公共データ

労働時間、裁量労働制の業種別特徴

厚生労働省「平成31年就労条件総合調査」より、
企業の年間休日日数や労働時間制度等について業種ごとに比較してみます。

※元データは標本調査であり、また実数値ではなく比率や傾向を読むデータになります。調査対象6,405企業、有効回答率は64.4%です。

年間平均休日日数

まず、1企業の平均年間休日総数は下表のようになっています。

情報通信業、金融業・保険業で120日を超える一方、「宿泊業・飲食サービス業」では98日

情報通信業、金融業・保険業で120日を超える一方、
宿泊業、飲食サービス業では98日となり、
最も多い業種と少ない業種では20日前後の差があります。
運輸業・郵便業や生活関連サービス業・娯楽業、小売業でも
年間休日数は少ない傾向があります。

平均所定労働時間では、「複合サービス事業」「生活関連サービス業・娯楽業」、「金融業・保険業」の3業種が7時間40分未満と短い一方で、「製造業(機械関連、素材関連)」では7時間50分以上と高くなっています。

年間休日総数と週休2日制採用率との関係

週休2日制との関係で見ると、年間休日日数が少ない「宿泊業、飲食サービス業」では週休1日制・1日半制をとっている会社の割合が27.4%、ならびに完全週休2日制より休日が短い会社の割合が48%と高く、合計して75%以上の企業が週休2日未満であることがわかります。

同じく年間休日総数の少ない「運輸業・郵便業」、「生活関連サービス業、娯楽業」でも過半数の企業が週休2日未満となっています。

一方で、「金融業・保険業」では93.5%、「情報通信業」では86.4%の企業が完全週休2日制かそれ以上の休日日数を確保しています。

みなし労働時間採用率

採用企業の割合では情報通信業が35.4%で最も高い

みなし労働制を採用している企業の割合は「情報通信業」で35.4%と最も高く、次いで「卸売業」27.2%、「学術研究、専門・技術サービス業」の25.8%と続きます。

みなし労働が適用される労働者の割合では「卸売業」14.9%が最も高い

一方で、みなし労働制の対象となる労働者の割合では「卸売業」が最も高く14.9%、「学術研究、専門・技術サービス業」14.5%、「情報通信業」13%となりトップが逆転します。

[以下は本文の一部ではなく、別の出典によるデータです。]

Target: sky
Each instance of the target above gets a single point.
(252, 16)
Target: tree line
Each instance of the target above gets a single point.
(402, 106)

「情報通信業」では専門業務型の裁量労働を採用している企業の割合は高い一方、実際に社内でみなし労働が適用される社員数はあまり多くないことがわかります。一方で、「卸売業」や「学術研究、専門・技術サービス業」では
「事業所外みなし労働時間制」の対象となる社員の数が多くなっています。

年次有給休暇の計画付与制度採用率

「製造業(機械関連)」が39.5%で最も高い

年次有給休暇の計画的付与制度の有無で見ると、「製造業(素材、機械関連)」や「金融業、保険業」での採用率が特に高くなっています。

一方で、特に製造業における平均付与日数は3.9日(素材関連)、4.7日(機械関連)と、あまり高い水準ではありません。

年次計画有給休暇の付与日数が多いのは「教育・学習支援業」が最も高く6.5日、次いで「生活関連サービス業・娯楽業」6.4日、「運輸業・郵便業」6.3日 となっています。

「生活関連サービス業・娯楽業」や「運輸業・郵便業」では
年間休日日数が比較的少ない分、計画的年次有給休暇が多くなっているとみられます。